How to stop the Grinch ruining your Christmas shopping spree
Your spending on gifts could leave you more out of pocket than you expect if things go wrong — so do your research, writes Louise Mcbride
THERE are now only 23 shopping days to Christmas — and many of us will spend more on gifts and goodies over the next three weeks than we do at any other time of the year. At this expensive time, it’s important to ensure that your money is well spent — and that you’re covered if things go wrong. Here are some rules of thumb which should keep you on the right track.
Some airlines (such as Aer Lingus) allow the name on a gift voucher to be changed after you have bought it. Others, however, aren’t as flexible. Ryanair’s gift vouchers are not transferable and must be used by the person they’re issued to.
Read the terms and conditions of any gift voucher you are planning to buy — and understand how easy, or difficult, it will be for the recipient to use it in full. Buy a voucher with a long expiry date — or ideally, without any expiry date at all. Find out if the recipient of the voucher will be hit with fees if he doesn’t it use up within a certain time. For example, although One4all gift cards don’t expire, there is a monthly inactive fee of €1.45 which kicks in after the first year and which applies to money on the card which is not used up within the first 12 months. The weak sterling is likely to encourage more shopping trips to the North in the run-up to Christmas. Sterling hasn’t reached parity with — and is still stronger than — the euro though.

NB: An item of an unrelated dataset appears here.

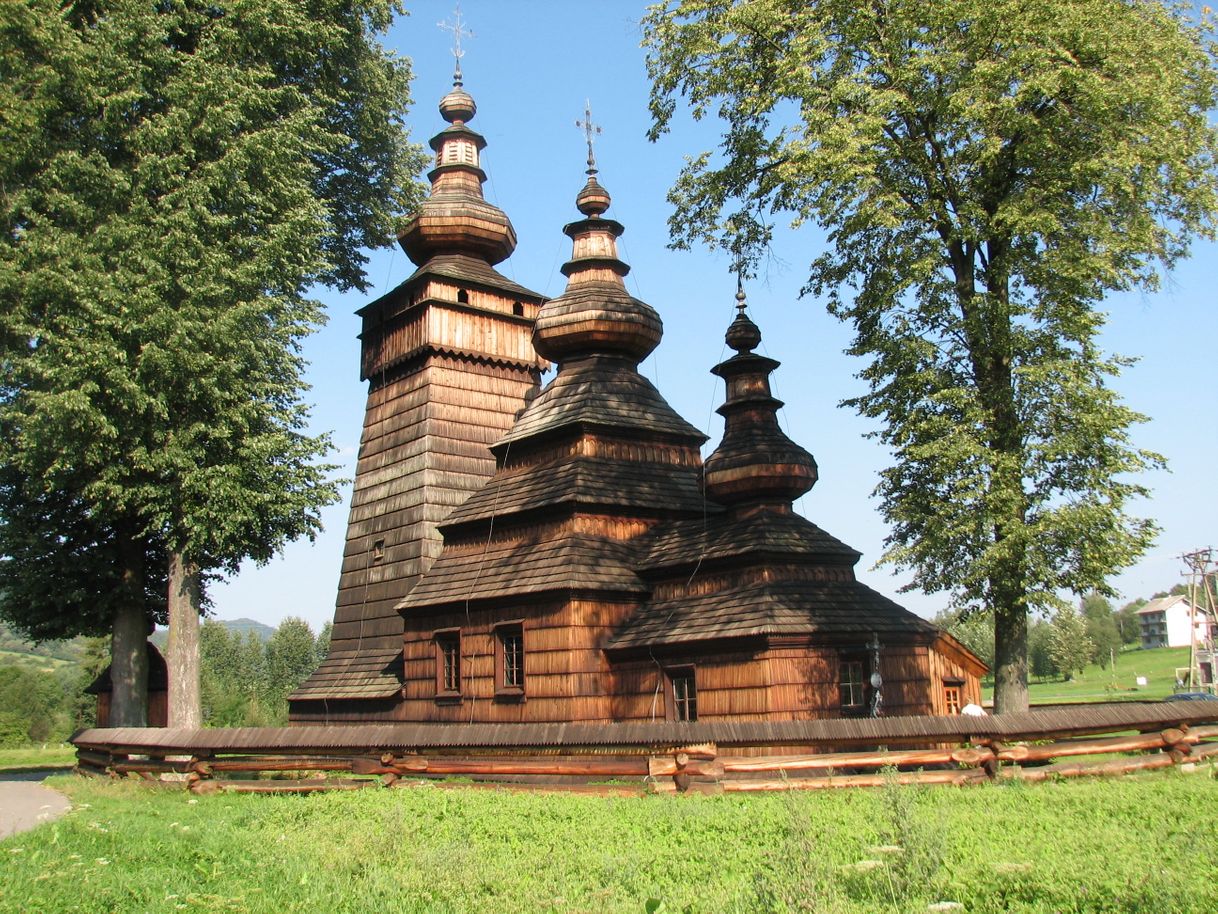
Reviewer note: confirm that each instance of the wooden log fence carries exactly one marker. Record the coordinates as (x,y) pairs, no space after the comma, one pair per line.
(618,758)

This is worth remembering if planning some Christmas shopping in the North because you might not save as much as you expect to. Remember, too, that as the UK isn’t due to leave Europe under Brexit until the end of March 2019, you still have the same consumer rights in the North this Christmas as you would if shopping anywhere in the EU. “Since the Brexit referendum, we have heard that some UK traders are claiming that EU legislation doesn’t apply to them,” said Nee. “This isn’t true. For the time being, you are covered by EU consumer legislation in the UK.” Therefore, if you buy something in the North and find there’s a fault with it when you come back home, you are still entitled to a repair, refund or replacement – depending on the fault. People are often more susceptible to scams in the run-up to Christmas — particularly if they have left their gift shopping until the last minute and are therefore in a rush to buy. The ECC is warning shoppers to be on the alert for a recent ‘supermarket’ scam — where they receive fake text messages claiming to be from a supermarket.
“The message will tell you that you are one of a small number of lucky shoppers who has won something — such as a phone worth €999 which you can get for €3,” said Nee. “But you could end up in a subscription trap if you fall for it.” These scams will typically ask for your personal and bank details. Never hand over such details following unsolicited contact. The ECC knows of a case where a woman who was duped by this scam had €3 taken from her account initially for the ‘discounted’ phone — followed shortly afterwards by another €44. “The woman then got onto her bank and stopped any more money being taken from her account,” said Nee. “Be careful about any unsolicited messages which you receive.”
Don’t shop on your smartphone either. “Smartphone shopping can lead to impulse buying and purchases you wouldn’t have made if you did your research properly or from your desktop computer,” said Nee. “You can’t do much research on your smartphone.”